The volume is not without humor, though. In “Tired, Hungry, Standing,” cops are not devoid of making sensual observations of the streets around them. In the course of their workaday lives there are multiple manifestations of comic and tragic irony. In “Yardstick,” Cortez relates how work can intrude upon even private sensual moments.
In the final poem, Cortez circles back to the beginning, concluding with a prayer for the surety of faultless justice if she herself ever proves the victim of violent crime. Thus the reader will come to know that she believes a better world, through law, is possible. No dry recital of a police blotter, Cortez’s poetry is wry, edgy, and perceptive, refusing to soften or spin a trying, yet rewarding, profession in a harsh world. The truth is blunt and rocky, and Cortez delivers. Cold Blue Steel is a marvelous achievement, and comes highly recommended.

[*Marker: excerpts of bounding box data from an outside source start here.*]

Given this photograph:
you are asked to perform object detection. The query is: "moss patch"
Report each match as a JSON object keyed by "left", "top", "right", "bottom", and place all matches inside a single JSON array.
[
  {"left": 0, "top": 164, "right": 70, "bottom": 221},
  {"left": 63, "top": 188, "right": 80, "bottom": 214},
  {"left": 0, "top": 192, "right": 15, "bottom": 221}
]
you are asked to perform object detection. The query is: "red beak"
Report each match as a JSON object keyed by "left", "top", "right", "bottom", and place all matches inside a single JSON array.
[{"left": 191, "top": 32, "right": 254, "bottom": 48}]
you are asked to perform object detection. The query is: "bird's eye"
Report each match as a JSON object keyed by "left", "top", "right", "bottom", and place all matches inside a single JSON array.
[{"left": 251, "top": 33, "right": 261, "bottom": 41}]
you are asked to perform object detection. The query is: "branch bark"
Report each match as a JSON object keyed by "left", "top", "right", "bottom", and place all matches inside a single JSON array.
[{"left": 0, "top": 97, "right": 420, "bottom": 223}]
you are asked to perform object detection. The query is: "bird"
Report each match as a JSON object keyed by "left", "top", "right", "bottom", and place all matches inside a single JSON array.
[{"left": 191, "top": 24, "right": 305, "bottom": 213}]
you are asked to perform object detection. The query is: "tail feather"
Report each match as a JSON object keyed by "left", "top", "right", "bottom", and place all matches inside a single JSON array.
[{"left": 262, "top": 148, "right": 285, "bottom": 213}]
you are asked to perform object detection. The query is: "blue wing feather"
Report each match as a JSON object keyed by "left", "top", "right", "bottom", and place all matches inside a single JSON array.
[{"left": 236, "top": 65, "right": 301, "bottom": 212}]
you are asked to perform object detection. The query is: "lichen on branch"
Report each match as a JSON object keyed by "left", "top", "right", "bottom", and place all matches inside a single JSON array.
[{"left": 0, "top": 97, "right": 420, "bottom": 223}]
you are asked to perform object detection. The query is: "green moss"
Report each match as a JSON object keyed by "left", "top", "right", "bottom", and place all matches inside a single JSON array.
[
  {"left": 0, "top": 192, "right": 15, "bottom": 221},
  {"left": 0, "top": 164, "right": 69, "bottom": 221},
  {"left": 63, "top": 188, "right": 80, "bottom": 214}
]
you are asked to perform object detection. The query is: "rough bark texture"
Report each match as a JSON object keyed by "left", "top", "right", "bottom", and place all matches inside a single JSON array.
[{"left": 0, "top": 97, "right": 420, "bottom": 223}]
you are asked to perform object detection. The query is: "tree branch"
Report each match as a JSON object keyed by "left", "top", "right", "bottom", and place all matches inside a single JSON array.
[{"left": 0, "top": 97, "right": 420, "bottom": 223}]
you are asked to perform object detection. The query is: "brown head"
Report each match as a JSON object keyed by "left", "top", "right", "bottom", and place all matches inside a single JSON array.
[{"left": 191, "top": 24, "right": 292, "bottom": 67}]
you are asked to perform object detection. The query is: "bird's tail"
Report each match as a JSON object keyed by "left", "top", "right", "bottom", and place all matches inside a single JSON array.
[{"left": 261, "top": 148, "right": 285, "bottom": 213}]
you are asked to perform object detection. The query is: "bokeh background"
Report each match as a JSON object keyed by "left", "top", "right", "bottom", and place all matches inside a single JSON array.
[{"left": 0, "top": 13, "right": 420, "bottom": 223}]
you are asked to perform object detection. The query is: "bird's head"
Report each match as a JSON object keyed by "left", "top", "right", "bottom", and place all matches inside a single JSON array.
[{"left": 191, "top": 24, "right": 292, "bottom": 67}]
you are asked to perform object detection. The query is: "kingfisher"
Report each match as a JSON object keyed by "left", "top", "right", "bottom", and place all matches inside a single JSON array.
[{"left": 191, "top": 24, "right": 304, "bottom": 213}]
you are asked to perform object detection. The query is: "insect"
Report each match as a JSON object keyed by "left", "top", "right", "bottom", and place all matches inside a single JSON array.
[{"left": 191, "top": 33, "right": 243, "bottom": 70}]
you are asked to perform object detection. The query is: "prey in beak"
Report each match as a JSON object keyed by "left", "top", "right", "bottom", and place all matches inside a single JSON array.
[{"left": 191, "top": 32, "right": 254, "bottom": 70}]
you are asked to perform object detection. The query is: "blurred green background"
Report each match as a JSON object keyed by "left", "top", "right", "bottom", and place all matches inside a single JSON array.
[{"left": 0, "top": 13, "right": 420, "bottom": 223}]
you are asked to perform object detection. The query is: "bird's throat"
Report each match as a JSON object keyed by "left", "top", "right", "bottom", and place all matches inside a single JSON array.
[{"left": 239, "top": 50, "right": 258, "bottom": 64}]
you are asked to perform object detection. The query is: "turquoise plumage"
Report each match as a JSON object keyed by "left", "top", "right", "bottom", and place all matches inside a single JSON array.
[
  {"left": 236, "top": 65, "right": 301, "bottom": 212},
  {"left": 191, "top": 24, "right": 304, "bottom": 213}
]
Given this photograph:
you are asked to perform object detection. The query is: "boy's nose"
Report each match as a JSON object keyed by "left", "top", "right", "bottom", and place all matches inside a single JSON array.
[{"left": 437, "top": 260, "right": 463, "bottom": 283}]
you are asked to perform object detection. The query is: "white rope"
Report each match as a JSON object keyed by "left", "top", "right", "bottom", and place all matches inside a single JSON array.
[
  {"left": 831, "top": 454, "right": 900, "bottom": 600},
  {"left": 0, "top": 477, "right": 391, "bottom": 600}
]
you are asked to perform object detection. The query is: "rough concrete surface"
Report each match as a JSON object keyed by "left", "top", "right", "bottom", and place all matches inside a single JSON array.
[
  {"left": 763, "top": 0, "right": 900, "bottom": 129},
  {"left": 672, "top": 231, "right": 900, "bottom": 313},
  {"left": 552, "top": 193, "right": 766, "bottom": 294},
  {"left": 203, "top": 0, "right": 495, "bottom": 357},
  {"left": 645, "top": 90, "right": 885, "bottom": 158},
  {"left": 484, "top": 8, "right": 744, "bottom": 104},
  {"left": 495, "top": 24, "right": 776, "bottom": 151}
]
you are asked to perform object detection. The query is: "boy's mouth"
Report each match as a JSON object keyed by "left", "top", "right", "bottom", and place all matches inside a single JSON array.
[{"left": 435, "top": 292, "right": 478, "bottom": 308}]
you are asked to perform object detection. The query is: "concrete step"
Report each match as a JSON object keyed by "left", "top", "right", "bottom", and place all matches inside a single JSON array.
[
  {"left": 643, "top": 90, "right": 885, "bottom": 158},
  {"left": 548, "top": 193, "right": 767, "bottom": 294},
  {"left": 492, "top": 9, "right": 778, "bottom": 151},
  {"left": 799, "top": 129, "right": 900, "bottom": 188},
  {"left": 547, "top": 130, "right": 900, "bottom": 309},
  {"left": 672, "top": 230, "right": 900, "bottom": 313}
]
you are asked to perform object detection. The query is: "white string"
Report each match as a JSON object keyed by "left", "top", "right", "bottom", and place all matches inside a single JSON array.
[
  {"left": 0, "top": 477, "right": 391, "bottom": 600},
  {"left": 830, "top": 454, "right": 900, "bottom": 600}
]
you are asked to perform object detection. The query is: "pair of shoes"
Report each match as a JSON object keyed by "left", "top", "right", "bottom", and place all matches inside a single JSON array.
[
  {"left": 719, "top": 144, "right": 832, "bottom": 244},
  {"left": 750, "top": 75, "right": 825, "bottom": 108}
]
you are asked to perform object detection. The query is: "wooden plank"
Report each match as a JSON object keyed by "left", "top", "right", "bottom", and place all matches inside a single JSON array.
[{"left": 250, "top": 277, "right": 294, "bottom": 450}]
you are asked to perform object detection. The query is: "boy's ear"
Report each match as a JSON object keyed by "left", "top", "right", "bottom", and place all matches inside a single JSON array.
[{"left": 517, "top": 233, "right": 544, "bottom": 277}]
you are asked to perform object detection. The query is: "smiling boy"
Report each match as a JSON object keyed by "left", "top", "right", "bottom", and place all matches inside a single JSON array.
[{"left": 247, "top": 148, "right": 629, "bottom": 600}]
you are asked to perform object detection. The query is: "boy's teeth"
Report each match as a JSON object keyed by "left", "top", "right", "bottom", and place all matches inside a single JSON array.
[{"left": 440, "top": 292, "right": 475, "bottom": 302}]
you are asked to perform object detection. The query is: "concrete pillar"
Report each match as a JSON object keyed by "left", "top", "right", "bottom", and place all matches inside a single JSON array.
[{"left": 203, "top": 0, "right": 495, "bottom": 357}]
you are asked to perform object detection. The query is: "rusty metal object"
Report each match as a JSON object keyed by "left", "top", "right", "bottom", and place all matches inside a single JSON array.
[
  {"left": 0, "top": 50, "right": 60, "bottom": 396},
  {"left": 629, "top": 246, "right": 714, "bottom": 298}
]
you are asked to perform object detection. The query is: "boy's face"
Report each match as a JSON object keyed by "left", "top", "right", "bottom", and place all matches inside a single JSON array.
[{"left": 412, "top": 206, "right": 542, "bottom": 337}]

Jeffrey Alfier was a finalist for the 2013 Press 53 Poetry Contest, and short-listed for the Fermoy International Poetry Festival, Ireland. He is the author of The Wolf Yearling (Silver Birch Press, 2013) and Idyll for a Vanishing River (Glass Lyre Press, forthcoming). Recent work appears or is forthcoming in Crab Orchard Review, Louisville Review and The Fourth River. He is the founder and co-editor of San Pedro River Review.